All take part, all play and sing,

And in the sight of all, the holy vessel

Flows with unending joy.*14

The poet may redeem the most recalcitrant materials: “There is nothing hungrier than the contemporary state, and a hungry state is more terrible than a hungry man. To show compassion for the state which denies the word is the contemporary poet’s civic ‘way,’ the heroic feat that awaits him.”15 That is a long way from the mere “defense” of poetry, or from the notion, wearily conceded by Eliot, that poetry is probably little more than a superior form of amusement. For Mandelstam, too, it is a game—but a game to be played as seriously as children play games, that is, as a sacred and heroic calling.

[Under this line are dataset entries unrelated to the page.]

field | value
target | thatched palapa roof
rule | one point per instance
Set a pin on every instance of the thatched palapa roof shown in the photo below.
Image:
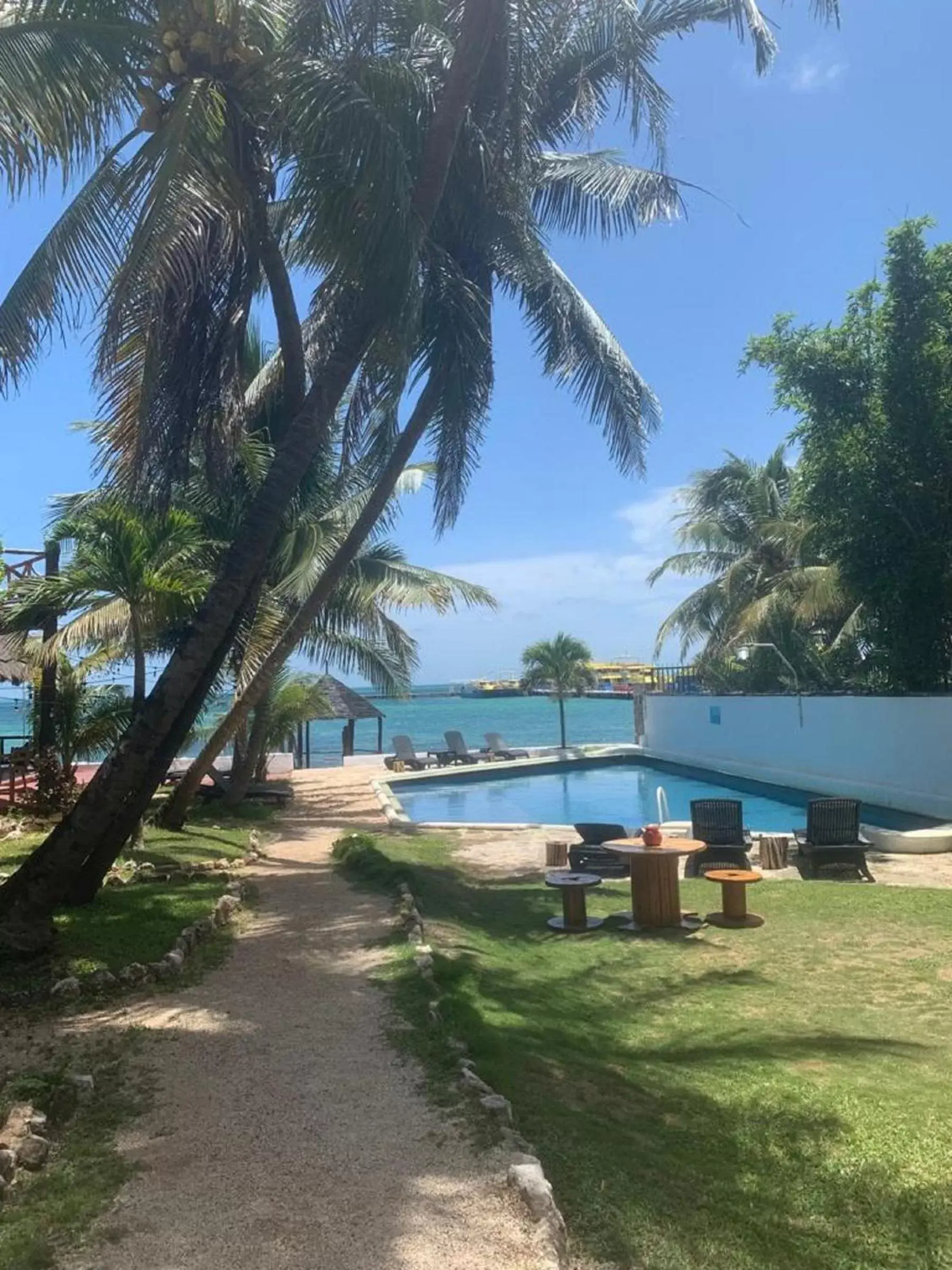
(13, 668)
(344, 703)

For all his juxtaposing of Chinese junks and racers at Verona, Jesus and Joshua, Beethoven and Dante, Verlaine and Villon, incarnation and Ovidian metamorphosis, Mandelstam knows very well what time it is. He never asks, as does the lyrical voice in a Pasternak poem, “What millennium is it out there?”16 His feeling for “the age” is one of the qualities of his gift. Not clock time (he disliked clocks and would never have one in his flat), time spatially conceived, but rather Bergsonian time, time as durée, a system of intuited inner connections. Like the lover in his essay, he “gets tangled up in tender names and suddenly remembers that all this has happened before.”17 Shaping form out of matter, life creates pattern; and pattern is repetition.

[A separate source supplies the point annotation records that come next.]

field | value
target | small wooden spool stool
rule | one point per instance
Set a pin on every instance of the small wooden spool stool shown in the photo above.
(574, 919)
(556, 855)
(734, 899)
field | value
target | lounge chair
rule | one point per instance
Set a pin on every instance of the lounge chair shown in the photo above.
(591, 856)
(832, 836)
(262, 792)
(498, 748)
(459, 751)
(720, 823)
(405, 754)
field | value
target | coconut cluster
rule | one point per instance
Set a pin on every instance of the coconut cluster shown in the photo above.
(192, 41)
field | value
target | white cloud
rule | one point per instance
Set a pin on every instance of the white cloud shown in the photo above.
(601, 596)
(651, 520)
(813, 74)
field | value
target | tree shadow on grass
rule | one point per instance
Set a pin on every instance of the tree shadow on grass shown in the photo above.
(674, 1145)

It is dangerous, the time he lives in. He feels the ominous shift of direction. The nineteenth century, weighed down by “the enormous wings” of its cognitive powers, cannot lift itself from the exhausted shore.18 One feels the shadow of an oncoming night. Those essays of the Civil War period, “The Word and Culture” and “Humanism and Modern Life,” still vibrate with a certain optimism, still hold the early conjunction of his religious sensibility and his unorthodox interpretation of Marxism. He hopes for a new “Social Gothic,” that universalized domesticity, an all-human family. But he sees the other alternative: a new Assyrian age in which “captives swarm like chickens under the feet of the immense king.”19

It is a time of crisis and there is magic in it; the tree is about to become a girl again. It is a time when

Social distinctions and class antagonisms pale before the division of people into friends and enemies of the word. Literally, sheep and goats. I sense, almost physically, the unclean goat smell issuing from the enemies of the word.20

Who are these goat-smelling enemies of the word?

Those for whom the word had merely a denotative, a utilitarian meaning. Those for whom its living nature is a secondary or subordinate quality. Propagandists of political parties, philosophers, anthroposophists like Andrei Biely, who, in Mandelstam’s view, yoked his great poetic gift to a “Buddhist” worldview.21 Those who used the word as slave labor to support some other external structure—a church, a state, a party, a program.

“Friends” were those who believed in the sacred and redemptive power and the psychic nature of the word.

Luther was a poor word-lover; he departed from verbal argument to fling his inkpot at the devil. The literary critics whose response to the anniversary of the death of the great poet Blok was mere lyrical effusion served the word badly, for a critic’s minimal task is to establish where the poet’s words came from—that is, his poetic genealogy—where he stood in relation to the larger pattern-forming, historical energies of the word. The Moscow “poetesses” pay only half-tribute to the word, for, of the constituent elements of poetry, remembrance and invention, they honor remembrance alone; they are all genealogy, mere traditionalists; while the Futurists blaringly honor invention alone.22

“Culture has become a church,” Mandelstam wrote in 1921, and he hailed the separation of this “church” from the state. It is in this time of transformation and transfiguration that culture assumes a sacred quality, a sacred mission. Within the state, those are friends of the word who acknowledge the statutory independence of culture, who “consult” it, as the princes of old Moscow used to consult the monasteries. But within these monasteries, there were monks and laymen; and Mandelstam identified himself as a layman. Monkish structure—whether Byzantine, or whether the new monasticism of the secularized Russian intelligentsia—was hostile to the word.